Once I released my article there came a tremendous response of gratitude, and support. I know that is not always the response others will receive, but to their credit my thoughts were received with gratitude for shedding light on a situation many are unsure of how to process. That experience made me realize the poor reaction society sometimes injects onto stigmas, is perhaps less about intending to cause harm, and more about not knowing what to do with things society doesn’t understand. For example, the same person who told me not to write about suicide, thanked me for writing after it was released. That same article was featured on BlogHer.com and read by over 7,000 people within one week. My impression is, people want to understand, people want to talk about it, but we don’t always know how. Creating safe places, non-judgmental, spaces for learning, exploring, and having the freedom to ask why, to say the words, to tell our stories, are vital for freeing our society from the clutches of shame that is not ours to own. As long as we refuse to use the words, stigmas will hold the power over us.
As someone who was also sexually assaulted, I understand the feeling of shame when words have been hidden in a closet and rarely used, only to be pulled out for use in the worst kind of awkward situation.
Now is the time to dust off our words. Now is the time to pull them into the light, and make them common.
Did you know that “1 in 4 North American women will be sexually assaulted during their lifetime?” Did you know “1 in 5 Canadians will experience a mental illness in their lifetime. The remaining 4 will have a friend, family member or colleague who will.” Did you know that according to “Statistics Canada…drug related offenses (are) at a 30 year high in Canada,” or that “25% of all deaths in Canada are due to smoking cigarettes?” Here’s another fact. “In the last 45 years suicide rates have increased by 60% worldwide.“
As riveting as these statistics are, they are not what shocks me most. What astounds me is how silent our culture can be. Silence, isolation, and fear, are the ammunition fired by the devil that are allowing evil to win. It’s time to take control of this war. Words have power, and what’s even more powerful than that is when we use them. When we name things, when we confront our fears, when we refused to be locked away in the dark closet of isolation any longer, thinking we’re the only ones in this battle, even though statistics tell the story of a very different reality, we can find hope, healing, and freedom as we reduce stigmas simply by naming them, and telling our stories.

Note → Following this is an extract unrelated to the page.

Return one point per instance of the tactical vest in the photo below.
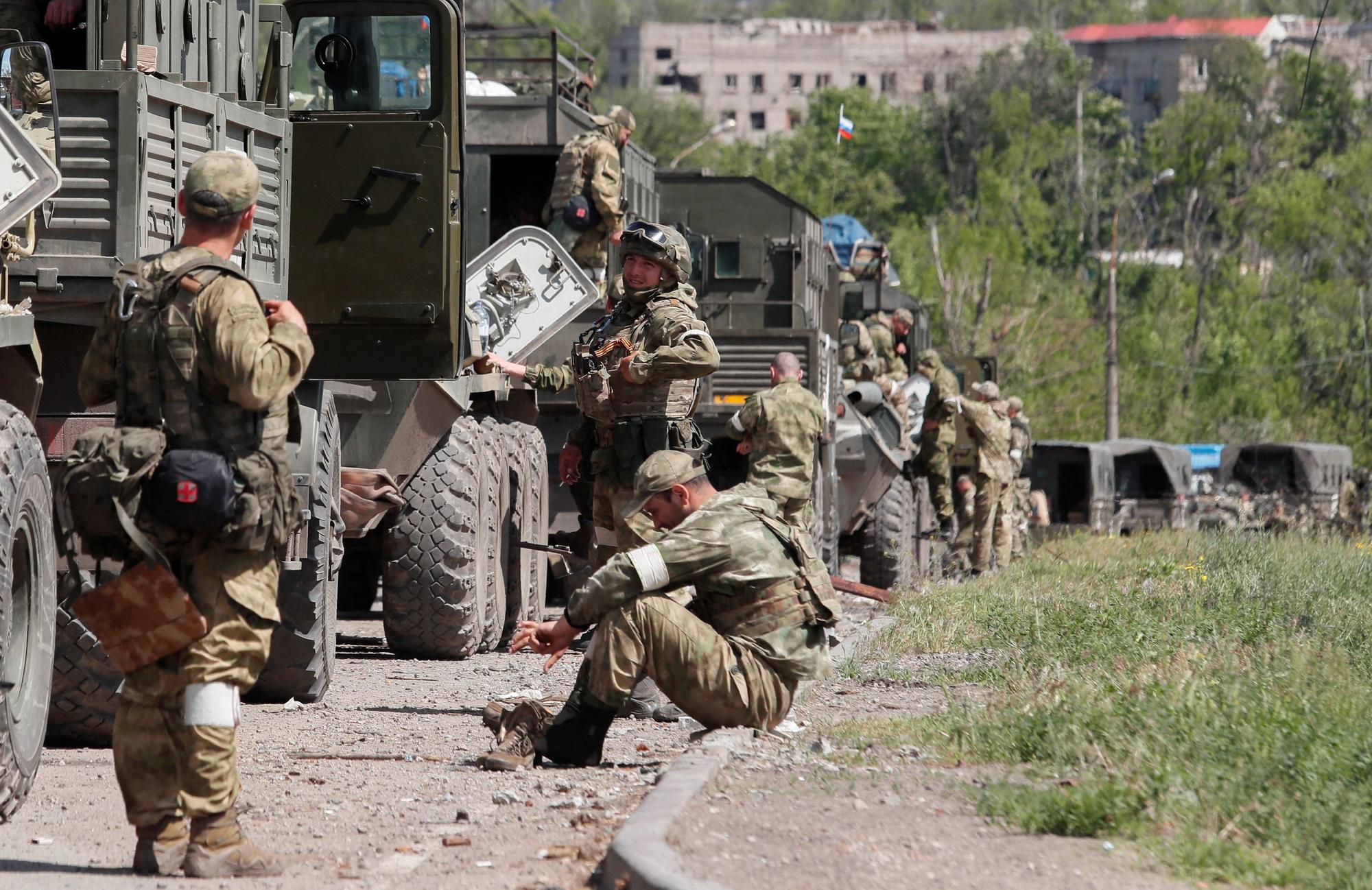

As my fellow volunteer at the homework group pointed out, using words gives the power to us. I am a woman. I have a vagina. Some of my readers have a penis, and if you ask me how my husband died, get ready, because I will not hesitate to tell you it was suicide.
If this article was helpful to you, please leave me a comment. Thank you for helping me break the silence by joining my journey. I pray you find safe places to share your story, and whether you do, or not, just remember, the power of words belongs to you.